JLARC: Discount Incentive Benefits By 90%

Click for larger view. Source: Joint Legislative Audit and Review Commission.

Virginia’s legislative audit agency started its most recent analysis of Virginia’s economic development incentive grant programs with an assumption boosters would quickly dispute – that 90 percent of the economic activity they produce would have happened anyway.

With that assumption baked into the data, the Joint Legislative Audit and Review Commission found very small benefits for the various grants or tax incentives Virginia offers employers for new business locations or expansions.  This year’s summary looked at $1.8 billion spent on grants or foregone through tax exemptions over eight years.

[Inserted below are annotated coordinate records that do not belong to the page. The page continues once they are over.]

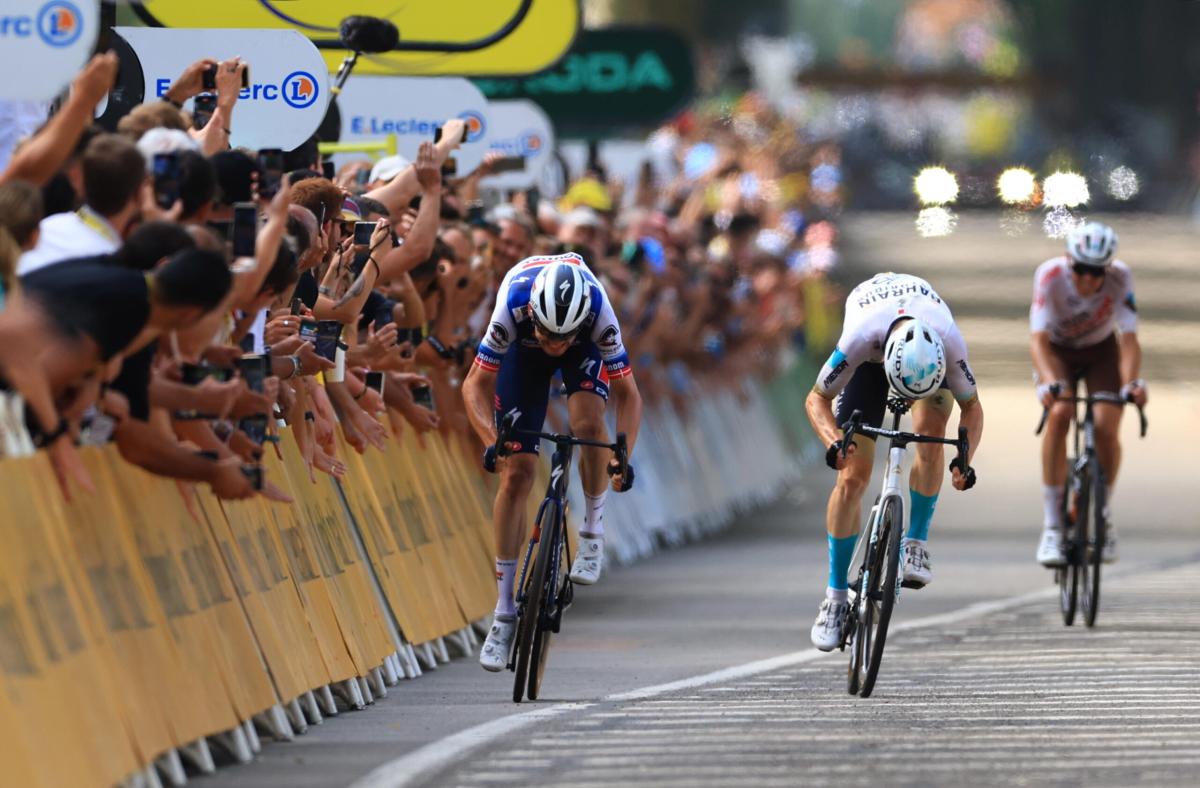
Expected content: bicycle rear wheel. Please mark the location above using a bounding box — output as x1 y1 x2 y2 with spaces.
512 501 558 703
1080 455 1105 626
856 497 904 698
1055 467 1079 626
528 517 570 700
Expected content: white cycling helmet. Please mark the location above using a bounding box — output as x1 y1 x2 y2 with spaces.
1067 222 1117 267
529 263 592 336
883 318 946 399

“For grants, the assumption was made that 10 percent of grant employment creation is attributable to the programs, with one exception (the Governor’s Motion Picture Opportunity Fund),” according to the full text of the JLARC report released Monday.  The same 90 percent discount applied to job creation was also applied to capital investments and the tax benefits they produced.  The report cites various academic studies on business location decisions as justification.

JLARC also adds a form of negative dynamic scoring to its calculation, reducing the benefits by presumed adverse impacts of the taxes used to pay for them.  

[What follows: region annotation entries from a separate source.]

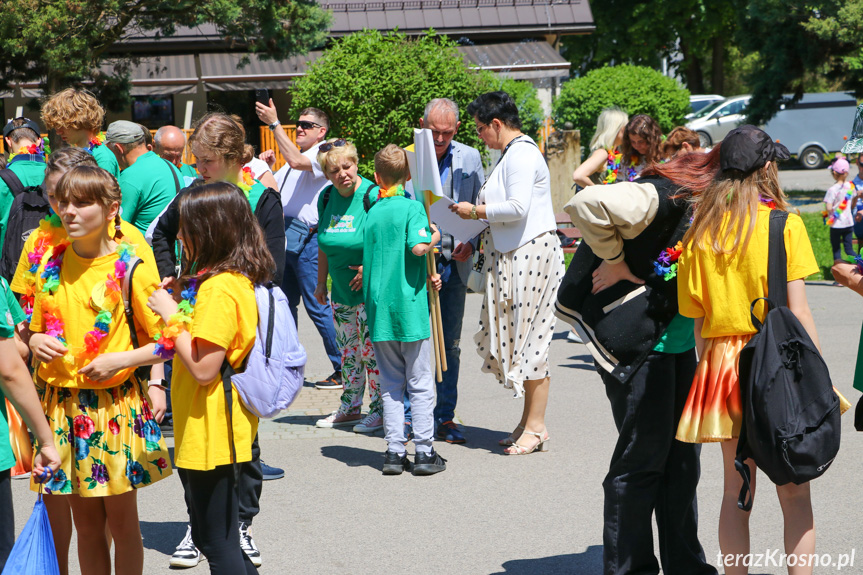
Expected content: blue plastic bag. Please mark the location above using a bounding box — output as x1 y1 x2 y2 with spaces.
2 493 60 575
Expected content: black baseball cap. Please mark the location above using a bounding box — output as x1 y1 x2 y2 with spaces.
719 124 791 174
3 118 40 138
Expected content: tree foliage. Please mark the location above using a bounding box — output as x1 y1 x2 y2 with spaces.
552 65 689 148
0 0 330 107
292 30 542 177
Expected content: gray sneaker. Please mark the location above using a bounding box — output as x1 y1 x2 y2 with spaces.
169 525 201 568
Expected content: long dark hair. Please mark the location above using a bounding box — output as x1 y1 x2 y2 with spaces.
178 182 276 285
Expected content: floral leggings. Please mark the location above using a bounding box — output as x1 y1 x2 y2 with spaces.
333 302 383 414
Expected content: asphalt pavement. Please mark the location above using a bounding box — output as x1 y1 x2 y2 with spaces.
8 284 863 575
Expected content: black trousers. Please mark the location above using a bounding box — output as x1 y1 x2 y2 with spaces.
0 469 15 571
598 350 716 575
178 465 258 575
180 435 264 525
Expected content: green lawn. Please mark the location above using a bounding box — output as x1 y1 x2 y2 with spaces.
564 212 850 281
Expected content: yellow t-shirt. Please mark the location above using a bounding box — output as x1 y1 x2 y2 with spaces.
677 205 818 338
9 220 158 294
171 273 258 471
30 241 165 389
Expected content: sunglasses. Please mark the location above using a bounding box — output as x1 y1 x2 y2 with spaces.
318 138 348 152
297 120 323 130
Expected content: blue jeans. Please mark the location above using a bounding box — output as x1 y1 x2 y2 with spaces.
405 261 467 423
282 233 342 371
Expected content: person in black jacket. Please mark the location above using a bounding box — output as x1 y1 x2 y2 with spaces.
556 146 719 575
148 113 285 567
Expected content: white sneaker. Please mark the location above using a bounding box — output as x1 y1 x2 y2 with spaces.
170 525 201 567
354 413 384 433
240 523 262 567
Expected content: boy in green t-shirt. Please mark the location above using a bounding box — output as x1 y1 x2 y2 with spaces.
0 278 60 571
363 144 446 475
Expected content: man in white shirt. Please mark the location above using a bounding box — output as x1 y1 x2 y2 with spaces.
255 100 342 389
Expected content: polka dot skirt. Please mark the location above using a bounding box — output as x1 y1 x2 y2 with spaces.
474 232 564 397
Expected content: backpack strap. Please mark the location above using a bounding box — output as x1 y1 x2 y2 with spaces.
0 168 24 196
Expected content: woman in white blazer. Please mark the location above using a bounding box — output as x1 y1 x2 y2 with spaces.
451 92 564 455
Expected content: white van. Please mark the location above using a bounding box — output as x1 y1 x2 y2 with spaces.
686 92 857 169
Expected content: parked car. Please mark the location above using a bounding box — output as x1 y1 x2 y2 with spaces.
687 92 857 169
686 94 725 120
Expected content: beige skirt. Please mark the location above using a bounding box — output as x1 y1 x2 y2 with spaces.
474 232 564 397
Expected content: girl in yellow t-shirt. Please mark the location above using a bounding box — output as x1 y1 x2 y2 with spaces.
30 166 171 573
149 182 275 575
677 126 848 575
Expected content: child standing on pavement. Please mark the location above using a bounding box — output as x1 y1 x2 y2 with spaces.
363 144 446 475
824 158 857 263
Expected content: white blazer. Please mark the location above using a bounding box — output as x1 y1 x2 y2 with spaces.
481 136 557 253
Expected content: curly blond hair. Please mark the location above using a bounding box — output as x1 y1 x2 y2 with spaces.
42 88 105 133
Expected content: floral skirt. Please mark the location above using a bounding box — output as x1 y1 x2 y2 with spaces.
30 378 171 497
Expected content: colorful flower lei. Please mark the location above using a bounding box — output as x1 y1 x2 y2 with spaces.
827 182 857 230
87 132 105 154
653 242 683 281
42 239 135 359
9 140 51 162
602 148 638 184
153 271 204 359
19 212 63 323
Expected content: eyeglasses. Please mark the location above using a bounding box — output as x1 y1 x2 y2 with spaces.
318 138 348 152
297 120 323 130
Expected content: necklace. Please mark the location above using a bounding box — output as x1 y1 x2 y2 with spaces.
153 270 206 359
41 239 135 360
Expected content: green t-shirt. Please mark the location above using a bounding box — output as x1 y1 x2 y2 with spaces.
0 277 26 471
0 160 45 254
93 144 120 178
363 196 432 342
318 176 374 306
653 314 695 353
117 152 185 234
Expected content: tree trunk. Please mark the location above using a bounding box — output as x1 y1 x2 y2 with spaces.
710 36 725 95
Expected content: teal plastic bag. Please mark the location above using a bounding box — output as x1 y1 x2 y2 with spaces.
2 493 60 575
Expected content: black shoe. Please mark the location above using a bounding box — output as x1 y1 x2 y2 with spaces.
315 371 342 389
384 450 411 475
261 459 285 481
414 449 446 475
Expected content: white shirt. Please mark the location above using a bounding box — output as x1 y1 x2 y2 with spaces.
275 144 330 227
480 136 557 253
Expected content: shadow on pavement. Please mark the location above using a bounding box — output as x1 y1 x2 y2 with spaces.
492 545 602 575
141 521 188 563
321 445 384 470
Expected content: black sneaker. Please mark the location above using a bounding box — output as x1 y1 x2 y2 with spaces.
414 449 446 475
261 459 285 481
384 450 411 475
315 371 342 389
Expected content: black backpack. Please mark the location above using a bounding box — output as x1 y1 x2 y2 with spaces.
0 169 51 282
734 210 841 511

The state tax revenue generated by the state’s various grant programs was measured at 55 cents for every dollar in grants given by the state.  The payback on various specialized tax incentives was even lower, from three to five cents per dollar, as shown in a slide from the presentation made by Ellen Miller of JLARC’s staff.  The report pegged the overall return at 19 cents of state tax revenue per state dollar cost.

Revenue for the state is not the only outcome sought.  The analysis also showed each $1 million in grants or tax breaks produced 38 jobs, $5.1 million in state gross domestic product, and $3.2 million in personal income, with grants performing the best among major programs.

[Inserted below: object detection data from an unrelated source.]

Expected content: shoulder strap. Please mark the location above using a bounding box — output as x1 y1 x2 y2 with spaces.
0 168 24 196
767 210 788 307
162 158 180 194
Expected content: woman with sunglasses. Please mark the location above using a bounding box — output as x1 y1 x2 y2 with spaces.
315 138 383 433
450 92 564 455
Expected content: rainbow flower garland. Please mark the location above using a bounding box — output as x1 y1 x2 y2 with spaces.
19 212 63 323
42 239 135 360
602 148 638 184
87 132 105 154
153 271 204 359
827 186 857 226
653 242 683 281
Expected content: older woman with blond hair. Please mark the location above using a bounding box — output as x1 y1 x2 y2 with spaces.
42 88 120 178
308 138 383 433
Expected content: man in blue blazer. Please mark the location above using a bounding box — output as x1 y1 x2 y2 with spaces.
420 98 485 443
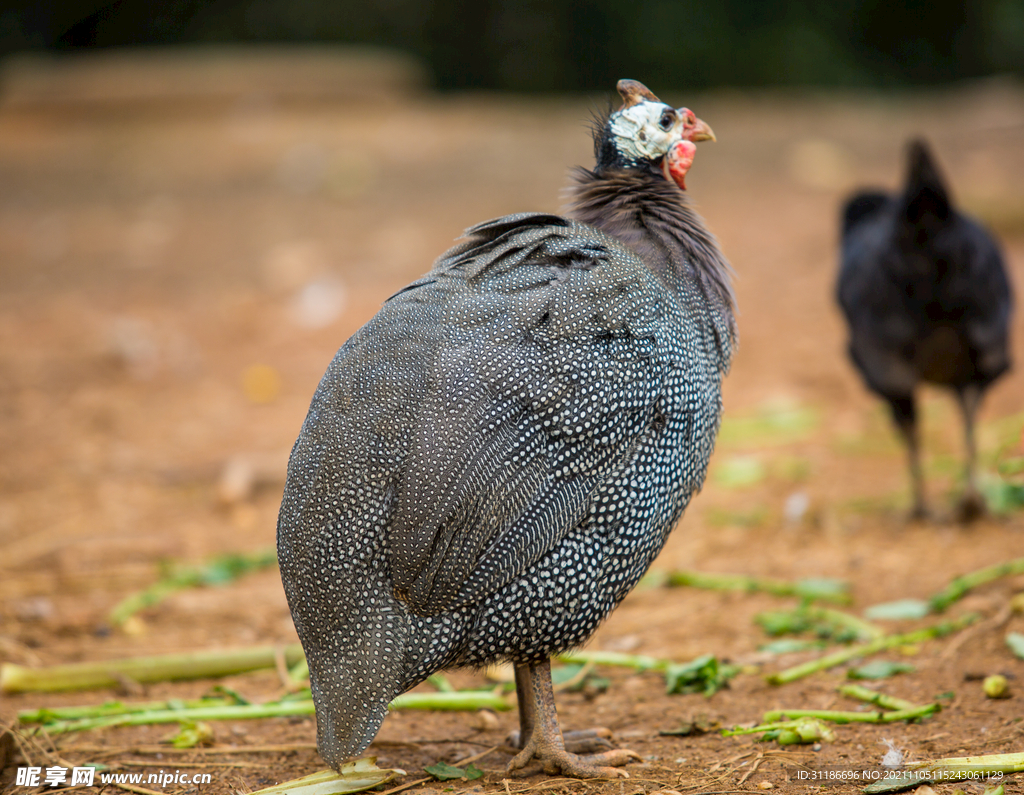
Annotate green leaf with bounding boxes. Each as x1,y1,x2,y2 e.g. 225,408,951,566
846,660,914,679
1007,632,1024,660
165,720,213,748
758,637,826,655
252,756,398,795
797,577,850,601
665,655,739,696
862,772,929,795
864,599,932,621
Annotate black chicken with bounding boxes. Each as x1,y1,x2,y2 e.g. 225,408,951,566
278,81,735,777
839,141,1013,520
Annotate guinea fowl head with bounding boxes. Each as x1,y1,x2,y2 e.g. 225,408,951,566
594,80,715,191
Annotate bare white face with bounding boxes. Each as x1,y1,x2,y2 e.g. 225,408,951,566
609,100,692,160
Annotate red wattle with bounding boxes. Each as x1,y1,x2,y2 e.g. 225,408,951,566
664,140,697,191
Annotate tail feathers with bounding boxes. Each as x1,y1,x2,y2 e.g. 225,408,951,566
297,589,409,769
903,139,952,226
309,667,398,769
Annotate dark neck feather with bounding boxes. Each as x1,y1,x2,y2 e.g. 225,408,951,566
569,168,736,342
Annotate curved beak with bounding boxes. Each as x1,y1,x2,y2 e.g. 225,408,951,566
683,119,718,143
678,108,718,143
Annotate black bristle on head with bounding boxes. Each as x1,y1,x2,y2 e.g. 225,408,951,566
590,100,625,173
903,138,951,224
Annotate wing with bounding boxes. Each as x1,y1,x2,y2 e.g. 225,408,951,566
386,215,673,615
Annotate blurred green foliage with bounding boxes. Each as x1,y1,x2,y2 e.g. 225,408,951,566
0,0,1024,91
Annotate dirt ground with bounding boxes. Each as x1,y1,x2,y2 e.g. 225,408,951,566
0,48,1024,795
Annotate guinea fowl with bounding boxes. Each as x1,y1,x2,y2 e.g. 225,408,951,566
839,140,1013,520
278,80,735,778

JLARC worked with the Weldon Cooper Center at the University of Virginia on the economic benefit analysis.  Similar metrics have been applied to individual programs in past analyses, but this was the first use of the methodology across the board.  It provides a contrast to the high pay-off projections the state usually makes about projects receiving grants, such as the recent Amazon project package which will be debated by the 2019 General Assembly.

This JLARC report looks back at the period of 2010 through 2017, so the Amazon project is not yet part of the review.  No one involved with that has indicated that Amazon was 90 percent certain that it was coming to Virginia before any incentives were offered.  As Miller noted in an email after her presentation, the Virginia Economic Development Partnership numbers attribute 100 percent of the outcomes to the incentives.

Some major economic development programs are not included in the analysis because they are relatively new.   The GO Virginia program, managed by a group of business executives, is probably the highest-profile activity not yet subjected to JLARC review, along with a package of future grants designated for Newport News Shipbuilding as it starts construction of a new class of Navy submarine.

Another shipyard grant program, which financed construction of a new Apprentice School, is reported to have cost $32,000 per created job, the most expensive for the period covered by the report.  The headline “cost per job” will be an element in the coming Amazon debate.

Much of the report’s focus is on sales tax exemptions or tax credits offered for specific industries or activities, with JLARC again concluding that in general they do not produce a major revenue return for the state.  The largest tax credit was $82 million paid out over the period for utility usage of Virginia-mined coal, and the largest sales tax exemption was $285 million in tax breaks for data centers.

The report shies away from the major sales tax exemptions which are part of virtually every state’s sales tax system, such as for services or manufacturing inputs.  It focuses instead on those aimed at specific industries or activities, such as shipbuilding, nuclear repair, pollution control, air and rail carriers, railroads and motion pictures.

The exemptions are different than the credits, however.  Some of them have justifications that don’t involve job creation or economic development, such the exemption for pollution control investments.  The entertainment industry incentives deal with companies highly motivated in location choices by tax considerations.  The state’s private ship repair operations would note they compete directly with tax-free Navy shipyards for contracts.

In analyzing the payback on the grants and tax incentives, Weldon Cooper has added another factor seldom mentioned:  It estimated and accounted for “reduction in economic activity because of the tax increase to pay for the sales and use tax exemptions (or grants).”  This is the kind of dynamic scoring of opportunity cost that is rarely used by the state.  In fact, not everybody on the state payroll is willing to admit that raising or lowering taxes has an inverse impact on employment and gross domestic product.

Weldon Cooper estimated jobs added under the grant programs, but then subtracted a number of jobs from each year’s total as jobs lost because other taxpayers had less money.   It also subtracted millions in state gross domestic product and personal income as opportunity costs, lowering the cost-benefit result for grants in general.   The details on all this are buried deep in the appendices.

Click for larger view. Source: JLARC

Lumping all the economic development programs and tax breaks together  in the final table (above), JLARC and Weldon Cooper estimated $74 million in state tax revenues generated during 2017, at a cost of $272 million in grants paid or taxes not collected.  That works out to 26 cents on the dollar, which is a fine return if that is on capital you continue to hold.  In this case, however, somebody else walks off with the principal.